You only get to use this justification so many times before people get wise to what's going on.

And while you may have only the purest of motives for endorsing a "humanitarian intervention" in country X, recognize that others in our government, not quite as pure as you, are using your humanitarian concern to advance their agenda. And if your humanitarianism only serves to whitewash what is really just the self-interest of those in power, then don't you bear some responsibility for the consequences?

I hate this whole "values" notion. First, of course, I don't like people telling me what my values are.

More importantly, I don't think anyone should have to die in a war just because a foreign power is doing something at odds with our stated values. I'm not sure, for example, that we should send troops to Darfur. Darfur is dangerous. Some of our troops might die horribly. They signed up to defend the U.S. not Darfur. I know that I would want to go to Darfur to fight with people. So I'm not going to ask anyone else to.

Finally, as SteveB has pointed out -- how many times has the language of values been corrupted in American foreign policy? Certainly more often than not.

"Without a clear commitment to a clearly-defined set of founding ideals, we will fail to articulate a foreign policy vision to the world that is confident, consistent, and credible."

By that very high standard, no nation-state has ever had a "three-C's" foreign policy. Perhaps, you first need to define these founding ideals first, then the vision.

Kaplan has evolved over the years into thoroughly eloquent, reactionary, apocalyptic and chauvinistic lunatic, and sometime admirer of genocide. Like a lot of Jewish intellectuals of his generation, he has been so twisted and traumatized by the Israeli experience, so "mugged by reality" as they like to put it, so captivated by the primitive call of national identification, that he has lost his marbles and humanity. From his wretched hatchet job of State Department Arabists, to his hysterical ravings about the coming global "anarchy", to his pathetic worship of the "pagan ethos" to his grotesque admiration for the genocidal wars against the Native Americans, Kaplan is simply what fascism looks like in 2007.

The universalism that Kaplan damns with faint praise, and opposes to the glories of "faith", along with similar neoconservative thinkers, is precisely the "foreign policy vision" that appeals to so much of the rest of the world. While others dream of a drawing together of states and peoples, and a sublimation of nationalist impulses within a higher urge toward a global community, Kaplan and his ilk push in the other direction, and celebrate the love of the tribe and its gods.
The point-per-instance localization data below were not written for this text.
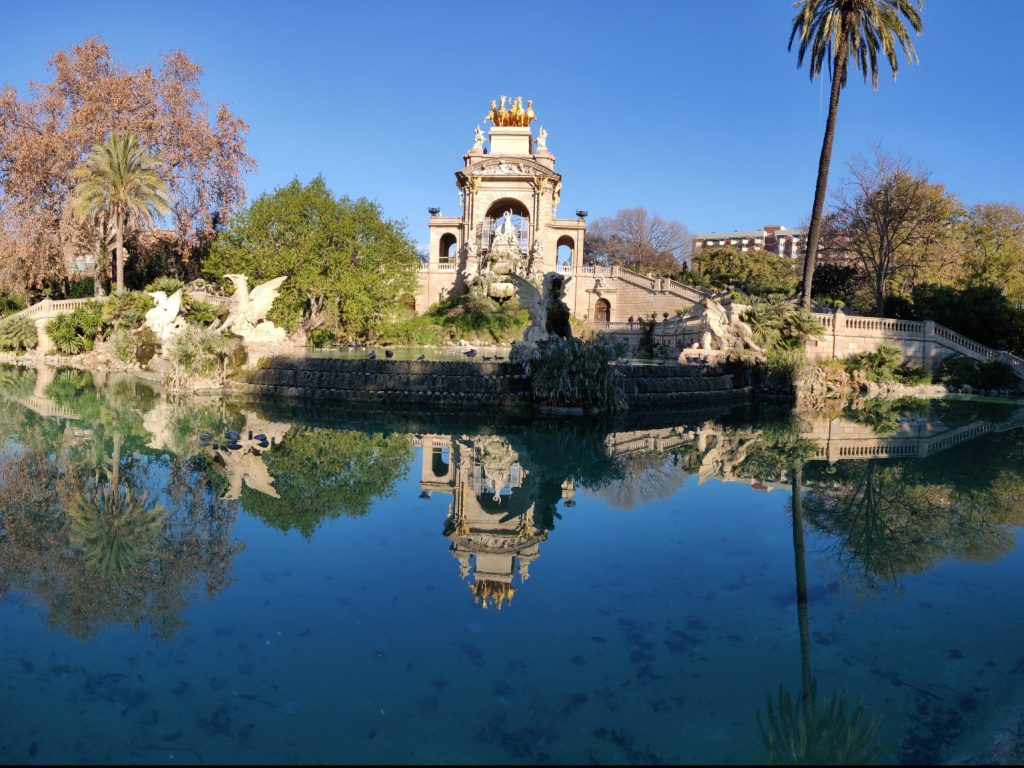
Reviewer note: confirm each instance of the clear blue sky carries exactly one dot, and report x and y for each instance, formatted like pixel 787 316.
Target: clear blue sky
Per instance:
pixel 691 109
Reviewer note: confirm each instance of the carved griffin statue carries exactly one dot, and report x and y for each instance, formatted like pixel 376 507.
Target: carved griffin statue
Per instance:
pixel 165 318
pixel 248 310
pixel 538 298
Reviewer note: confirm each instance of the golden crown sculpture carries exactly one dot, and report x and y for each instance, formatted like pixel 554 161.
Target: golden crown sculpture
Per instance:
pixel 512 116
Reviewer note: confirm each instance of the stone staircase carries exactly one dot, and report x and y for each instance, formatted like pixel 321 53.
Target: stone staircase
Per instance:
pixel 675 385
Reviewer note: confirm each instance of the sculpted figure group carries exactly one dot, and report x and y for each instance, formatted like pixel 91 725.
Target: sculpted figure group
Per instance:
pixel 512 116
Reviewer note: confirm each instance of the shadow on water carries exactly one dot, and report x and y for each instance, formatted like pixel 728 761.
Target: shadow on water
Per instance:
pixel 119 506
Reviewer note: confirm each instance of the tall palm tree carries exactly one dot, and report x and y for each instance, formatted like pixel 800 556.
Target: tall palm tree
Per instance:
pixel 119 187
pixel 832 34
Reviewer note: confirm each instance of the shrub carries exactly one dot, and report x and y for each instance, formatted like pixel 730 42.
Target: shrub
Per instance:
pixel 123 345
pixel 10 304
pixel 884 365
pixel 198 311
pixel 960 371
pixel 17 334
pixel 76 332
pixel 197 351
pixel 127 308
pixel 573 373
pixel 166 284
pixel 779 325
pixel 323 337
pixel 471 317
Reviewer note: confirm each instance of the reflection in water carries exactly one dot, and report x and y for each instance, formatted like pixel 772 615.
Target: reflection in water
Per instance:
pixel 119 507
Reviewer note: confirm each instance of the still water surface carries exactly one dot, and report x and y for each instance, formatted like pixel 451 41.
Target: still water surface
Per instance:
pixel 185 581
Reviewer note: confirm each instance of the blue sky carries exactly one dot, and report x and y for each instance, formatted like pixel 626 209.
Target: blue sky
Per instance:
pixel 694 110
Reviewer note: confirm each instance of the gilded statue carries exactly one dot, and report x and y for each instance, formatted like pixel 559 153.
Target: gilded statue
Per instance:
pixel 512 115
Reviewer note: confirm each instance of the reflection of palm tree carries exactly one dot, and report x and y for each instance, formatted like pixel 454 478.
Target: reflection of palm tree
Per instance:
pixel 115 527
pixel 812 732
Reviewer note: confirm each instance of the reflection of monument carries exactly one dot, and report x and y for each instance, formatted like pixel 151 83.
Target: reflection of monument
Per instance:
pixel 243 458
pixel 509 192
pixel 492 519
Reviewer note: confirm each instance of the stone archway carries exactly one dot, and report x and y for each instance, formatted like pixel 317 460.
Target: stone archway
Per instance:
pixel 448 250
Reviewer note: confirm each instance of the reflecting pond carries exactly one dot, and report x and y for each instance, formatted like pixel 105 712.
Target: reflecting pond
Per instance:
pixel 217 581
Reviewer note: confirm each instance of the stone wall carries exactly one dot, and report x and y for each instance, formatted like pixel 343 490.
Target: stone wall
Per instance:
pixel 925 344
pixel 673 385
pixel 431 382
pixel 481 385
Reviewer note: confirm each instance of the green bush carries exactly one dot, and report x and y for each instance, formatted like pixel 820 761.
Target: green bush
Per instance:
pixel 123 344
pixel 197 351
pixel 198 311
pixel 472 317
pixel 76 332
pixel 166 284
pixel 323 337
pixel 17 334
pixel 884 366
pixel 779 325
pixel 960 371
pixel 574 373
pixel 127 308
pixel 10 304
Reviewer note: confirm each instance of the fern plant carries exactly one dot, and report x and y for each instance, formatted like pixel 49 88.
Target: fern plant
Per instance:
pixel 17 334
Their critique of "universalism" is all of a piece with their tirades against "relativism", "moral equivalence" and the other bugbears of the fanatical neoconservative dream world.
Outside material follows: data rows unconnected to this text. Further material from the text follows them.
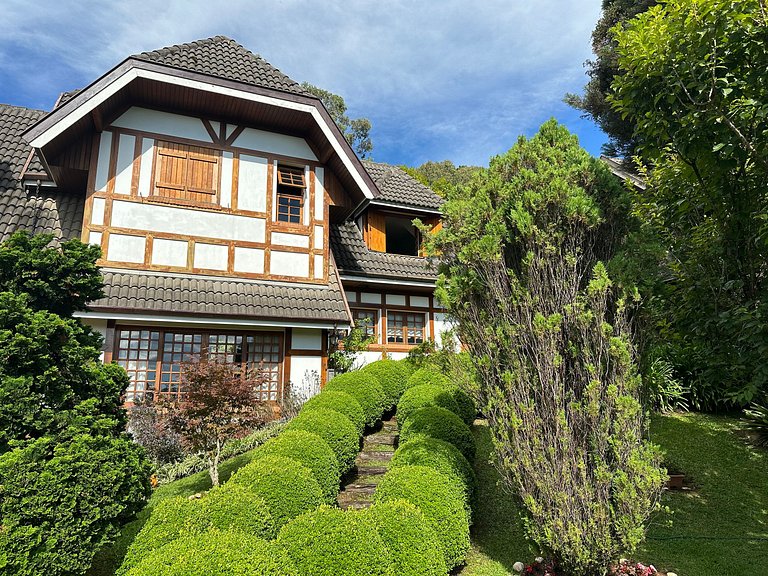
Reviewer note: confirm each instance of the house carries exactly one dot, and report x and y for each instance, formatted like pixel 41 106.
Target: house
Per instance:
pixel 234 219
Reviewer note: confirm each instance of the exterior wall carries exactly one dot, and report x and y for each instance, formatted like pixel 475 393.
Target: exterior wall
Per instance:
pixel 236 233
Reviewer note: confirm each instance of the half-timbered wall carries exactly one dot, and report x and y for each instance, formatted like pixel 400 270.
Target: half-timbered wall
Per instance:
pixel 175 193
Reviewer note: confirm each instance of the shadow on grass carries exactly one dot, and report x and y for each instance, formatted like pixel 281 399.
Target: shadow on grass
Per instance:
pixel 109 558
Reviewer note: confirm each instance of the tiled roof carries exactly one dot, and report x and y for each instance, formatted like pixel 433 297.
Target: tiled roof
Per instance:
pixel 355 259
pixel 224 58
pixel 180 294
pixel 397 187
pixel 43 211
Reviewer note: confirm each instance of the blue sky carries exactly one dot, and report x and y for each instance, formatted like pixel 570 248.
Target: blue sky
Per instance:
pixel 455 80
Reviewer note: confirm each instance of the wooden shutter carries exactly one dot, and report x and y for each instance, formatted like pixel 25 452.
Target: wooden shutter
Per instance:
pixel 186 173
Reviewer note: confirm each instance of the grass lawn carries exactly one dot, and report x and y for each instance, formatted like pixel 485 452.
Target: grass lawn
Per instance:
pixel 719 529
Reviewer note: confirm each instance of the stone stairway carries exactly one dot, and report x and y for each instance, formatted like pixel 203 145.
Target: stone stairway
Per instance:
pixel 370 466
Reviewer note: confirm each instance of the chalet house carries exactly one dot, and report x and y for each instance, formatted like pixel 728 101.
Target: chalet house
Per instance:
pixel 234 220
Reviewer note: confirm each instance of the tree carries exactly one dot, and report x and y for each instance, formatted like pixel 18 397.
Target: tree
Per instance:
pixel 217 403
pixel 69 475
pixel 522 251
pixel 601 71
pixel 356 131
pixel 693 83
Kaplan and the other neos believe that national cults, religious and ethnic supremacism, ungrounded faith and tribal loyalty, the will to dominate and the ruthless martial glory-seeking are the natural condition of mankind, and that we should all just get with the fascist program and stop our sick and decadent whining about international law, peace, harmony, detente and the other illnesses of liberal modernity.

Seriously Shadi, don't you see any alternatives at all to a cold, niggardly realism and an "interventionist state" thrust ever forward into the world by a missionary zeal and totemic worship of the Founders and "founding values"? In the end they are both just two different kinds of extreme nationalism.

I saw the title of the main post here and immediately thought, " faith is the assurance of things hoped for, the conviction of things not seen." Just another in a long line of posts here about the capacity of Arab states to sustain democracy, I thought.

My mistake.

As Dan Kervick mentioned earlier Kaplan does have extremely right winged views and he really does not believe in American values. In his book Imperial Grunts, Kaplan does not want any civilian decision making whatsoever in foreign policy disputes rather he wants to leave it soley to the military. This is against over two hundred years of civilian control of the American military. The terrorist will have won the ideological ground if we adopt Kaplan's values.